# Arturia Keylab 88 MKII DAW commands in USER mode + Cubase Remote Control Confusion



## Leequalizer (Mar 5, 2022)

Hey there,
i am using the Arturia Keylab 88 MKII on Cubase 12 and have some problems understanding or costumising it to my likings. I have send the same request to Arturia and i am waiting for an answer by them, but i thought, maybe i ask this community as well. The questions/problems are as follows:

1. I want to always use USER mode to be able to always have CC on the faders and knobs. But i also want to be able to simutaneosly always use DAW commands (save, mute etc..). But in my experience i have to be in DAW mode to use DAW commands and i have to be in USER mode to use costum CC controls on my knobs and faders. Is there a way to have this configuration? Its super frustrating to always have to remind myself and get confused with switching DAW and USER modes. I want a combination of both.
2. Is it best to be in USER mode to use the new MIDI Remote Control in Cubase?
How does it work when i have set a specific CC control to a fader/knob but also assign a Remote Control to it? Its confusing when it whether reacts to CC command and when it Remote Controls Cubase? I dont understand. 

Thank you
Have a lovly day
Martin


----------



## Per Boysen (Aug 12, 2022)

Leequalizer said:


> 2. Is it best to be in USER mode to use the new MIDI Remote Control in Cubase?

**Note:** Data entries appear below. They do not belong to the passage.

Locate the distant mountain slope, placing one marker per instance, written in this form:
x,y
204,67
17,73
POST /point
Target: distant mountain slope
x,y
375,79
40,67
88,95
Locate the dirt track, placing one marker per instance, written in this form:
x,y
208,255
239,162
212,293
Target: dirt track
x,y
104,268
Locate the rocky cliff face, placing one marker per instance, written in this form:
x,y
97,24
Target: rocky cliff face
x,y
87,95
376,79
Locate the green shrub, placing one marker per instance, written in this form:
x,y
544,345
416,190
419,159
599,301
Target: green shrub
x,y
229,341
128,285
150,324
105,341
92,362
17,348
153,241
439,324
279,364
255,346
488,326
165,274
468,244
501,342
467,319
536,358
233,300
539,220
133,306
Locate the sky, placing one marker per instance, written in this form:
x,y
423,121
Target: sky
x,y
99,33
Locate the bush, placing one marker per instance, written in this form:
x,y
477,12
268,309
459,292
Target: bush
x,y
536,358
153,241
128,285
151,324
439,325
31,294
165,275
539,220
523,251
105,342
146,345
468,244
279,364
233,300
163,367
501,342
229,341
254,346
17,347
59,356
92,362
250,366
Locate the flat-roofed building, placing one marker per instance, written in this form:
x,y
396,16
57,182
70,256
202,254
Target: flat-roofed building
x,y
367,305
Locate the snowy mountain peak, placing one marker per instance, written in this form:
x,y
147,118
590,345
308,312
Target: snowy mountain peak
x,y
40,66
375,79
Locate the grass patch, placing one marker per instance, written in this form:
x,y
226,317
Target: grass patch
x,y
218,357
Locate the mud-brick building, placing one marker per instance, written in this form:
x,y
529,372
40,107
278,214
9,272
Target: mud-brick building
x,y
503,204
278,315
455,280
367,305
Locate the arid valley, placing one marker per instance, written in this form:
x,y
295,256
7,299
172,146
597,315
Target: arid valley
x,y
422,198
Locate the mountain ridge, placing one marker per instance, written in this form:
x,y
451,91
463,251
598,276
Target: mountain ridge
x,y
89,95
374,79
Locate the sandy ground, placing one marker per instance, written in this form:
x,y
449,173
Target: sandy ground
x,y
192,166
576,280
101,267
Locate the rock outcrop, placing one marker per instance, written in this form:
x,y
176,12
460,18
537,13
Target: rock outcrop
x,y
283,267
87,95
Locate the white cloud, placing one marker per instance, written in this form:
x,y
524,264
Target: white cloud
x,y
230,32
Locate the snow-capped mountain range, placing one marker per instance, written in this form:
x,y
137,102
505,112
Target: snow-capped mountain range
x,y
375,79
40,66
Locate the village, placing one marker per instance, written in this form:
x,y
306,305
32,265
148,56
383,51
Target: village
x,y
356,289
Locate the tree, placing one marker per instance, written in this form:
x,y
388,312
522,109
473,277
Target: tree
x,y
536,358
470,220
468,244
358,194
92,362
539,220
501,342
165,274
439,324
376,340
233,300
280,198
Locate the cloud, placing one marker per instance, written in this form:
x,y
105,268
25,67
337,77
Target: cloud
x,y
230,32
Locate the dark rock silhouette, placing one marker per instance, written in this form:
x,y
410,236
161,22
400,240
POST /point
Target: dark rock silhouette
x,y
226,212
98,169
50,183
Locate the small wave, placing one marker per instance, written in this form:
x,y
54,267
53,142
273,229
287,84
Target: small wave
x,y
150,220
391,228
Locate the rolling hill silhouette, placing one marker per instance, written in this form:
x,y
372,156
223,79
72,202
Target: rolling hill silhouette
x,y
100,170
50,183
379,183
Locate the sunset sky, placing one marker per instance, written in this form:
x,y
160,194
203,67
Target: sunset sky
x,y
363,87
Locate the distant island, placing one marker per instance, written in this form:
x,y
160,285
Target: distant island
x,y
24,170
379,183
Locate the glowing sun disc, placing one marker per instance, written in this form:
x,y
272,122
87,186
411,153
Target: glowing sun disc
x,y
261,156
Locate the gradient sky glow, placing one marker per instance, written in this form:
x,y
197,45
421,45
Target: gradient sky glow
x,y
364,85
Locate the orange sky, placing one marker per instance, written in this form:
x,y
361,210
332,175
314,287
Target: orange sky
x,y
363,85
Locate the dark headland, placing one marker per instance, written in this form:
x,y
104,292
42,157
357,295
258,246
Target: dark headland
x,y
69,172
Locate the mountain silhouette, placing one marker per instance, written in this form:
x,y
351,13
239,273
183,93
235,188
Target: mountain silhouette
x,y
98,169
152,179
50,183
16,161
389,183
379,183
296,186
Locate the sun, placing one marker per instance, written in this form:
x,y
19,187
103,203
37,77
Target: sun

Given the wishes you posted, I guess staying in USER mode would work for you. If you go that route I assume that you first have to set up every button, fader, or knob, to send something so that Cubase Remote CTR has an input to map. USER mode is nice because you can have a big number of presets with a few main functions covered in the same way but others varying with each preset. 

I too have a 88MKII, but I'm fine jumping between DAW mode and USER mode... just because I have been too busy to undertake the massive programming work. But also because my 88MKII was delivered with a dysfunctional firmware, in the MIDI department. Only a few of the push buttons (below the faders) work as expected. I wanted to use them for sending fixed midi notes, for hands-on key-switching in orchestral samples libraries, but the MIDI messages sent out are lacking the note number value. So as a workaround I set up the 16 finger-drumming pads as key-switches instead. Works fine, but I think it sucks that the MIDI implementation has not been corrected for two new firmware upgrades. I was in contact with a rep and we did extensive testing to document the error.


----------